A absorção do artesanato está longe de ser uma constante na SPFW. "É reflexo de um desconhecimento do Brasil por parte de estilistas e da elite. Enxergamos o que é de fora como melhor, não só na moda. Não valorizamos nossa cultura", diz Yamamoto.
Andre Seiti | ||
Erecilda Ferreira Inô, rendeira que teceu matéria prima para Yamamoto, em sua casa no Cariri paraibano |
A opinião dela é compartilhada por Ronaldo Fraga, que foi à região do Vale da Seda, no Paraná, buscar o "handmade" de sua nova coleção.
"A mão de obra artesanal brasileira traz vestígios da formação mestiça. Nesses saberes e fazeres, a cultura europeia aparece bordada ponto a ponto com a africana e a nativa indígena", diz Fraga.
Ele afirma que, devido "ao déficit cultural", existe preconceito com o uso do artesanato nacional na moda.
O estilista critica a massificação dos processos de confecção: "Nossos tecidos pioraram, há uma crise de mão de obra especializada. E pior: tudo caminha para o fim das médias e pequenas empresas. Nesse ritmo, sobrarão as micros e a indústria bélica de roupa".
SEDA IMPERFEITA
Uma das empresas que ajudaram Fraga nesta coleção é O Casulo Feliz, do artesão paranaense Gustavo Rocha. Foi ele quem produziu 20 modelos de tecidos para o desfile de Fraga, reutilizando casulos com pequenos defeitos, descartados pela indústria. "A beleza é você trabalhar à mão uma seda que a máquina não consegue fiar devido às imperfeições", diz o artesão. Um metro de sua seda vale entre R$ 80 e R$ 250.
"No Brasil, o acesso à seda está mais fácil. As pessoas podem parcelar roupas. Mas, ao mesmo tempo em que o interesse das grifes aumenta, muitos artesãos não valorizam o próprio produto, estampando e tingindo de forma errada. Falta uma cultura de design, uma profissionalização maior", diz Rocha.
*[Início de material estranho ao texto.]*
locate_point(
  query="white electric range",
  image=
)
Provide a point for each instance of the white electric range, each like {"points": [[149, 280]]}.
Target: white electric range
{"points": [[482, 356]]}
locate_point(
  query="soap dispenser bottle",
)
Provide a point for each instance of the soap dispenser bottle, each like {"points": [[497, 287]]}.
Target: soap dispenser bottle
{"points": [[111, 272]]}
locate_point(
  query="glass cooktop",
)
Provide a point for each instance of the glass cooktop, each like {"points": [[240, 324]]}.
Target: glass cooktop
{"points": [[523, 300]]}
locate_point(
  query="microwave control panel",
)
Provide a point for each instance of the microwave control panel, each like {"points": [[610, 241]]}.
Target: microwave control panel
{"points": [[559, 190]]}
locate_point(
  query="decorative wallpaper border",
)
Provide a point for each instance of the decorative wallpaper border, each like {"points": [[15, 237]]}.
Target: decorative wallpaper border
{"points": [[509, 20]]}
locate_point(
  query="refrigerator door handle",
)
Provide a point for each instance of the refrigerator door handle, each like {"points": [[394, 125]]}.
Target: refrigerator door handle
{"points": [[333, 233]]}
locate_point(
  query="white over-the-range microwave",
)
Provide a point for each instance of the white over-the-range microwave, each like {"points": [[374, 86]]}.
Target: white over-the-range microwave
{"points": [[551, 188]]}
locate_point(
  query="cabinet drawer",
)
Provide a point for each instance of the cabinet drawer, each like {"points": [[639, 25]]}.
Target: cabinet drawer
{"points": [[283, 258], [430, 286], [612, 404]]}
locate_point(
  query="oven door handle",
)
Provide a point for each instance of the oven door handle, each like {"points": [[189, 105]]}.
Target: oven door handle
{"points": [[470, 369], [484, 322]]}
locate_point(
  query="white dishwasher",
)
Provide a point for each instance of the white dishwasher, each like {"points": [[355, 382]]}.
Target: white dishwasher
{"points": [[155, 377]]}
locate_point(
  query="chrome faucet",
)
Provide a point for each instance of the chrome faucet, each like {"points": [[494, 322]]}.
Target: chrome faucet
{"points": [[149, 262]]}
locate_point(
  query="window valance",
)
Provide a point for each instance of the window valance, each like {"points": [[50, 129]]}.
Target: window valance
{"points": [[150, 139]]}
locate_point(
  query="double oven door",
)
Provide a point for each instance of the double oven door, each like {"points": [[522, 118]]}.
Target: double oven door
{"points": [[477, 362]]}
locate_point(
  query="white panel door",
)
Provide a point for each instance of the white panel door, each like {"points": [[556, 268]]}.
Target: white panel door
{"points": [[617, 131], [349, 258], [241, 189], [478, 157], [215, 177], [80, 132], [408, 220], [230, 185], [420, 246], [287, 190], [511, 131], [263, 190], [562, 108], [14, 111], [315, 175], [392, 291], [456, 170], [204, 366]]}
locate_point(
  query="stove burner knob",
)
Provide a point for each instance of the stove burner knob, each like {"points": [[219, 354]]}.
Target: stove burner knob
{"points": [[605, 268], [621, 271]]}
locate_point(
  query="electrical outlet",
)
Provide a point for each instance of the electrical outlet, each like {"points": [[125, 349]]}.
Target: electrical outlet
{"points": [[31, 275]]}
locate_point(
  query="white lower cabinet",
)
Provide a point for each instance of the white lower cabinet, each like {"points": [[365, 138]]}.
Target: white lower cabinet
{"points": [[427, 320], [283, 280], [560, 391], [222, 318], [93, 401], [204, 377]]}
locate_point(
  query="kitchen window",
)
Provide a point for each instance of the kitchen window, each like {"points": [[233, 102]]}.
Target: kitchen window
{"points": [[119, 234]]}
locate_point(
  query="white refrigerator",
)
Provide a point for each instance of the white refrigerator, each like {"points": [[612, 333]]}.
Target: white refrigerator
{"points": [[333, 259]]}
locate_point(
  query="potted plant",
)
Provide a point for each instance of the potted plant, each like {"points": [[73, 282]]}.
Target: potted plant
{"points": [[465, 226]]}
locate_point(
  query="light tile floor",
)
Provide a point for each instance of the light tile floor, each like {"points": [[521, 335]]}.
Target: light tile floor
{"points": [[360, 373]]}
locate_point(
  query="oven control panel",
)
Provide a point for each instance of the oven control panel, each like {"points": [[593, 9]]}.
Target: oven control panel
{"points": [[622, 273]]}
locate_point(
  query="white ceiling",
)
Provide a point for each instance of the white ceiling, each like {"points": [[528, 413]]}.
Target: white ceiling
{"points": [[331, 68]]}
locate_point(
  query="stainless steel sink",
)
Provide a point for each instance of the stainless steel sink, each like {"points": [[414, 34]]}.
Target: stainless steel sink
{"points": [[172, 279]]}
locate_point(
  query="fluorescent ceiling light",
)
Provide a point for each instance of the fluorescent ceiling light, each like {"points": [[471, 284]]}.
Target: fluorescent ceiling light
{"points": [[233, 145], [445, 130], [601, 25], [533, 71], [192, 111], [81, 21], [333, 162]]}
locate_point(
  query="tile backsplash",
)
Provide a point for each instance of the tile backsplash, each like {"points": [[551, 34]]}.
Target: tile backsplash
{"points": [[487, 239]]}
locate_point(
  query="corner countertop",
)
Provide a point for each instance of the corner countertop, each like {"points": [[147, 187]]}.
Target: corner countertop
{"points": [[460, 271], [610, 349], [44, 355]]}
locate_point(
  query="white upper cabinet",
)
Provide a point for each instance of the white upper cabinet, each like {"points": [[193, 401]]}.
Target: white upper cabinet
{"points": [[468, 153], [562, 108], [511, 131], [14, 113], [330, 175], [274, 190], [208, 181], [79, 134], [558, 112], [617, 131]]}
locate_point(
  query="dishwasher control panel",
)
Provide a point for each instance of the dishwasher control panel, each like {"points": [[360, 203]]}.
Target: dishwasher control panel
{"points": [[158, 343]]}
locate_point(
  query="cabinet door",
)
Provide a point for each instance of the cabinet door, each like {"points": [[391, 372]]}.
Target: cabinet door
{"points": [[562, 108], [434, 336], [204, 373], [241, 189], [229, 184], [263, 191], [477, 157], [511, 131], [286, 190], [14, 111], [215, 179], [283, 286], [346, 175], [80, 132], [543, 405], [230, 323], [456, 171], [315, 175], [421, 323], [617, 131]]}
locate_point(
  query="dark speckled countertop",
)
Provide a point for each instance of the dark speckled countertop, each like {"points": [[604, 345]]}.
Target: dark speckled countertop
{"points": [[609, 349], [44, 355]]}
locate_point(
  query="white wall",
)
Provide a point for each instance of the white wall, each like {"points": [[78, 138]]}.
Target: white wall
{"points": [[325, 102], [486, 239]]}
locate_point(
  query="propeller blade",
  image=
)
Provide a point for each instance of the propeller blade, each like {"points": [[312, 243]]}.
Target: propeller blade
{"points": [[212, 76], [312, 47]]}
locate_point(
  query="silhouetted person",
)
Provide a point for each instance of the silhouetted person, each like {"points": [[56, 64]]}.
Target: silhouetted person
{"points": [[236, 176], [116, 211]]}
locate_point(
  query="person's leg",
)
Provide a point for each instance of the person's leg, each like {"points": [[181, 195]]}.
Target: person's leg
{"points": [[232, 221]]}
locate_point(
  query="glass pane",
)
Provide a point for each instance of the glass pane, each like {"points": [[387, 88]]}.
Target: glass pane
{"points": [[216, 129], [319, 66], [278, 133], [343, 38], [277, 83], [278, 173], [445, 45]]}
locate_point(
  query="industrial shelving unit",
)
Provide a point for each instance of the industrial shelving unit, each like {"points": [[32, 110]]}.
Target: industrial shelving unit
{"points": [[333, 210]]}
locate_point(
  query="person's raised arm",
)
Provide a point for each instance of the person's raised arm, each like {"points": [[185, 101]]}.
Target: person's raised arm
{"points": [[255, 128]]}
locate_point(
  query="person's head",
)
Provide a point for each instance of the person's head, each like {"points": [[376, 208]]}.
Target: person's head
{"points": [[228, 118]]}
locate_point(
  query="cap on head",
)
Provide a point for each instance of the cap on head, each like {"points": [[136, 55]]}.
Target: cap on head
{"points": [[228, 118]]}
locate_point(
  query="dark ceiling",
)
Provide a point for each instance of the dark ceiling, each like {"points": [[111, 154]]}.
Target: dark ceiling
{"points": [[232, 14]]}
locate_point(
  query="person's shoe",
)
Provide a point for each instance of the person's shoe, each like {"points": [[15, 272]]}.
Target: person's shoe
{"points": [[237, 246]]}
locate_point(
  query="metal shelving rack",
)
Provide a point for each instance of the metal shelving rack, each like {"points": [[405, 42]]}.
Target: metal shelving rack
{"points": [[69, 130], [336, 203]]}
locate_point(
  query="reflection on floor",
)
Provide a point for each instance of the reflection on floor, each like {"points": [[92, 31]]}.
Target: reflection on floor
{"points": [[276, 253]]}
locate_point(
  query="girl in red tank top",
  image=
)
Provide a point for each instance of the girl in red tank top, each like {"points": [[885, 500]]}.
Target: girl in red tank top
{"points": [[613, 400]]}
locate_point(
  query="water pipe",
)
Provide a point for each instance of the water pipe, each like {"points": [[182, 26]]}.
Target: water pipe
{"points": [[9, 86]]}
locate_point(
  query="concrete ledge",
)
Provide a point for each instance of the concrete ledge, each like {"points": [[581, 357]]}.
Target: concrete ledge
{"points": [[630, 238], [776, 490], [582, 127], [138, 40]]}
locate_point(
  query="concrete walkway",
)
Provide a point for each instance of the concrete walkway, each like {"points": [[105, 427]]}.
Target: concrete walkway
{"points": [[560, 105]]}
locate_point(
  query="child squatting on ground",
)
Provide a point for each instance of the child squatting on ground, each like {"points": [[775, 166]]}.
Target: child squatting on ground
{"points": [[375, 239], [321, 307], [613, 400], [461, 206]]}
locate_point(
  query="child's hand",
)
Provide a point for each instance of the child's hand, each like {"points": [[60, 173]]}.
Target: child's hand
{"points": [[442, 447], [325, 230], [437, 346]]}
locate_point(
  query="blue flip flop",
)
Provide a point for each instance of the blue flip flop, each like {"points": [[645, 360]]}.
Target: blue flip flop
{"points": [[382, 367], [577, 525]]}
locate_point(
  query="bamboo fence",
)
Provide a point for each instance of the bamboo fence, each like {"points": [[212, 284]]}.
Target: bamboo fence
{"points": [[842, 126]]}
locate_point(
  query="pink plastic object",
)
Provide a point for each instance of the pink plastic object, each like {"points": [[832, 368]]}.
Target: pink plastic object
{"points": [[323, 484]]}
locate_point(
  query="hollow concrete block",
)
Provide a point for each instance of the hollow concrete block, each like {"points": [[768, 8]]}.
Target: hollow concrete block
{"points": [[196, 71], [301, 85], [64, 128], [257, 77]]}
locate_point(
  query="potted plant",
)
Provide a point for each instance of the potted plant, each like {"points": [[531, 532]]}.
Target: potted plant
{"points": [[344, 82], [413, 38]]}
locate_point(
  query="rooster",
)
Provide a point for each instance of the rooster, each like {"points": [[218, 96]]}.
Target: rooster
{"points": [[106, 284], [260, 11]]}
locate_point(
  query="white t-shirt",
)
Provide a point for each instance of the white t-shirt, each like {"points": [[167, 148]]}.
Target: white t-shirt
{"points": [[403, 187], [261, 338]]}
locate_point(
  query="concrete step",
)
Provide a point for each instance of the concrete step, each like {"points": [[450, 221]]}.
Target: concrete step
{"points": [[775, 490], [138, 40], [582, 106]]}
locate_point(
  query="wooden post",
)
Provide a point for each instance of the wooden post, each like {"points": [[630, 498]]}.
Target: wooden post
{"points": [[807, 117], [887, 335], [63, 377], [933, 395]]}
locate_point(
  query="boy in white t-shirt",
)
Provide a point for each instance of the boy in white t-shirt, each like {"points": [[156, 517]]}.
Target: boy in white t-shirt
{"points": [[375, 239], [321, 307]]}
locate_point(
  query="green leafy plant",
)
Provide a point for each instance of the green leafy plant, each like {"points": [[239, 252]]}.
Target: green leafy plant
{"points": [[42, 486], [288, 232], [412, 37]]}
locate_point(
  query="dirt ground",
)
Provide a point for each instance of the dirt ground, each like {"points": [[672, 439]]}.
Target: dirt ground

Segundo Rafael Cervone, presidente da Abit, a riqueza e a abundância de matérias-primas, principalmente as naturais, e os conhecimentos das mais diversas técnicas de bordado, tricô e outras que compõem o universo do artesanato tornam a mão de obra brasileira única. "Mostramos ao mundo que estamos no caminho oposto ao das commodities. Isso, nenhum chinês consegue fazer."
Keiny Andrade/Folhapress | ||
Mãos da cortadeira Jacinta Fátima Rodrigues de Castro, que trabalha com roupas há 30 anos |
ARTESANAL
Uma macrotendência global da moda é o aspecto artesanal, seja ele obtido manualmente ou por máquinas.
Na última semana de moda de Paris, por exemplo, a grife japonesa Issey Miyake mostrou uma técnica que faz o tecido ganhar proporções tridimensionais e confere à roupa aparência texturizada.
No Brasil, a incorporação do feito à mão pela indústria enfrenta grandes desafios, diz o empresário Paulo Borges. Entre eles está a profissionalização de artesãos.
"De um lado, o artesão não enxerga que faz algo de valor. Do outro, o consumidor não valoriza aquela criação como expressão preciosa da identidade brasileira", diz.
Já Rafael Cervone, presidente da Abit, entidade que reúne a indústria têxtil, cita como exemplo a estilista Patricia Bonaldi, que mantém um escola de qualificação de artesãos em Uberlândia.
"Em vários Estados há uma conexão entre a criação dos estilistas e a valorização do feito à mão", diz Cervone.
Se bem orquestrada, essa conexão pode posicionar mundialmente não só o artesanato, mas o próprio design de moda brasileira.
Só que o mercado ainda paga pouco pela matéria-prima artesanal. A paraibana Maria de Lourdes Oliveira, 51, cobra até R$ 60 para transformar um novelo de linha em renda, o que leva até quatro dias.
A rendeira diz já ter visto "nas revistas" um vestido de R$ 15 mil feito com a mesma renda produzida no Cariri, onde mora. Lá fica a ONG Cunhã que, com ajuda da iniciativa privada, orientou comercialmente um grupo de 200 artesãs do qual ela faz parte.
"Quem deveria ser contra esses preços são as próprias rendeiras, mas se uma aceita os R$ 40 que os atravessadores pagam por novelo, não há jeito de cobrar mais", afirma.
Os atravessadores, de acordo com ela, são contratados por marcas e estilistas para rodar sua região em busca de renda boa e barata. A rendeira diz que, se trabalhar todos os dias, consegue em um mês até um salário mínimo (R$ 742).